TPMCalculator icon indicating copy to clipboard operation
TPMCalculator copied to clipboard

Question about the -c fag and multi-mappers

Open agolicz opened this issue 3 years ago • 3 comments

Hello, I am not sure I understand the meaning of the -c flag "-c Smaller size allowed for an intron created for genes. Default: 16. We recommend to use the reads length". Why do you recommend the reads length?

Also, how does the software treat multi-mapping reads, so reads matching multiple locations across the genome (value more than 1 in NH:i: field). Is that normally handled by MAPQ filtering?

All the best, Agnieszka

agolicz avatar Dec 18 '20 20:12 agolicz

Hi,

TPMCalculator creates a gene model by overlapping the exons of all isoforms of a gene. The -c option set the minimum size for creating an intron when overlapping multiple exons.

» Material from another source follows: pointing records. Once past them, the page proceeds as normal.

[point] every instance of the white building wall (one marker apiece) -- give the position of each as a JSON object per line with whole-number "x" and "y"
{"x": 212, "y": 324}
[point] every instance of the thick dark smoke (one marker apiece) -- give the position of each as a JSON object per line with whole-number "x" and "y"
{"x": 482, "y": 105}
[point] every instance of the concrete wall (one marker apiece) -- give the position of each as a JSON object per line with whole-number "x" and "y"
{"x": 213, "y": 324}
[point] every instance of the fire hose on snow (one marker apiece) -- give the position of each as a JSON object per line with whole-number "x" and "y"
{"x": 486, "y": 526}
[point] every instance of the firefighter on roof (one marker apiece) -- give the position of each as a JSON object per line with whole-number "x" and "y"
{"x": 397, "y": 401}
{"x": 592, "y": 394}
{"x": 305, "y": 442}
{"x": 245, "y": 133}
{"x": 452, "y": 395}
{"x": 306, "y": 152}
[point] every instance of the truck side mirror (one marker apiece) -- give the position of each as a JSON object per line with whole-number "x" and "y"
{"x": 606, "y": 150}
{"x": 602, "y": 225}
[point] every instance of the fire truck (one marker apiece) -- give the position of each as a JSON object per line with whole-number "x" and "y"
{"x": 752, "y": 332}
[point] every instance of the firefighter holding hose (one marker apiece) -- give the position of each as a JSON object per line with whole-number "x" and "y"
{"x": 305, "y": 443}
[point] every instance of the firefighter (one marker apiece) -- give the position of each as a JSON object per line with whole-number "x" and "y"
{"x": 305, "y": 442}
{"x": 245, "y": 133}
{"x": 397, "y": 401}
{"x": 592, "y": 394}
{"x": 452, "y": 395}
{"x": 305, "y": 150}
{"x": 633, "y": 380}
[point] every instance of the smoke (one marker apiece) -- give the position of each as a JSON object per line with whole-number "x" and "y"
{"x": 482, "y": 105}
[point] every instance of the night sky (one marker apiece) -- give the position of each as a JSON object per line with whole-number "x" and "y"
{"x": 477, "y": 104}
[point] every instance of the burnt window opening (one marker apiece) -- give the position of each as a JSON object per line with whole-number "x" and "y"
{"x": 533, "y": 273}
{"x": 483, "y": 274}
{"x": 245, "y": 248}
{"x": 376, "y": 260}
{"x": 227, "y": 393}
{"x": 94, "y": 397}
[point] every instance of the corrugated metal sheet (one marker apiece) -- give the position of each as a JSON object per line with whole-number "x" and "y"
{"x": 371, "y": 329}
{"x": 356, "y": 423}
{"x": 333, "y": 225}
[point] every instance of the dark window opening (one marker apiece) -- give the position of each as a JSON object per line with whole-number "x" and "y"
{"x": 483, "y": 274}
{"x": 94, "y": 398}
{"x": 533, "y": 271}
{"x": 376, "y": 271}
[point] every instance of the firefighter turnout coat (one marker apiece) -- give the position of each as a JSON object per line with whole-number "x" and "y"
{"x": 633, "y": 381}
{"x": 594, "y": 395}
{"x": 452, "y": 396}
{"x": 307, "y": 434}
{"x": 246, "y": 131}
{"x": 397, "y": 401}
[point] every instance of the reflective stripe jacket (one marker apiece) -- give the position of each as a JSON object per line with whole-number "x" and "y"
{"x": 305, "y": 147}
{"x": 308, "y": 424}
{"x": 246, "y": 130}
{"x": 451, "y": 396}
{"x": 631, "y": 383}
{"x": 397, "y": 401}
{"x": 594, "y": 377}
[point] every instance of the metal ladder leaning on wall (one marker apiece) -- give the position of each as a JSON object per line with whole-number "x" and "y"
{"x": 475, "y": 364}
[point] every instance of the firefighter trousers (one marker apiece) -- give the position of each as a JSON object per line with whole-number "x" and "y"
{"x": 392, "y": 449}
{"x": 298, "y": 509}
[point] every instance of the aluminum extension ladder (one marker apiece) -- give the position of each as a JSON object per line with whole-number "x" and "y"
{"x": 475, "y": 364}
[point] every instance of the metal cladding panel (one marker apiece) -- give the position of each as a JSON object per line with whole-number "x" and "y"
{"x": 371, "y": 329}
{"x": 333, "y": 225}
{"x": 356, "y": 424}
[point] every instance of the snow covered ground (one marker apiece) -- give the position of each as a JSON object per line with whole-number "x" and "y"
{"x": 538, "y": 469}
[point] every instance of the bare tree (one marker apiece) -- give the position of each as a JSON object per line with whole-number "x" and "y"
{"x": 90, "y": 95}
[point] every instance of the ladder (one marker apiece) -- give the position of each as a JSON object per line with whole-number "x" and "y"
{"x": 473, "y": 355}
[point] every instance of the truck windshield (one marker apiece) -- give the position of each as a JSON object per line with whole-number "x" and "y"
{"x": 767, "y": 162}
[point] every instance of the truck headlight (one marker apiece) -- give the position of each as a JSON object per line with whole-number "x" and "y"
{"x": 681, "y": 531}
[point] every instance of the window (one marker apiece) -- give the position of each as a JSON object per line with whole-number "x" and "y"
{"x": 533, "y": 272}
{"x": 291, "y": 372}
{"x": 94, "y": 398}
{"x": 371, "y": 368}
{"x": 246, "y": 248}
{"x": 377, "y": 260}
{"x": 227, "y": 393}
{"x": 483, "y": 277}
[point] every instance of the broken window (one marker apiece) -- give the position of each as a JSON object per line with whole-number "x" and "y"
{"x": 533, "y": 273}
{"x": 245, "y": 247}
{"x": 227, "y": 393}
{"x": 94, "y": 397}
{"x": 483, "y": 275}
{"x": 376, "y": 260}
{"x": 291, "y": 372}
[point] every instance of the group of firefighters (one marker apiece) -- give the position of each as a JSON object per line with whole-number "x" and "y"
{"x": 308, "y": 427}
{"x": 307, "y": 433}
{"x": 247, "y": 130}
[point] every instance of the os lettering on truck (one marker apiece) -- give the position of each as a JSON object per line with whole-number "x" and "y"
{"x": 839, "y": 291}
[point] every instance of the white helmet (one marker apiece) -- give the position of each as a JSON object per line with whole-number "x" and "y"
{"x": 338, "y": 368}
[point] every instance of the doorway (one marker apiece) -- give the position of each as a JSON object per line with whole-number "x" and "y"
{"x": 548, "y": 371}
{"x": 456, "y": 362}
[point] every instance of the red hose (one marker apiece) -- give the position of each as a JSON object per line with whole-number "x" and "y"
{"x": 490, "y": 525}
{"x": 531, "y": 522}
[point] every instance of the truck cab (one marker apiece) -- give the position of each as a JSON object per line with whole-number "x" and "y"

This value does not affect the quantification of the RNASEq abundance of the exons but it can change the quantification of transcripts and genes if there are intron retention present.

Multi-mapping reads are filtered using the MAPQ value as you said. However, each aligner has its proper implementation of MAPQ values so you need to check for your aligner.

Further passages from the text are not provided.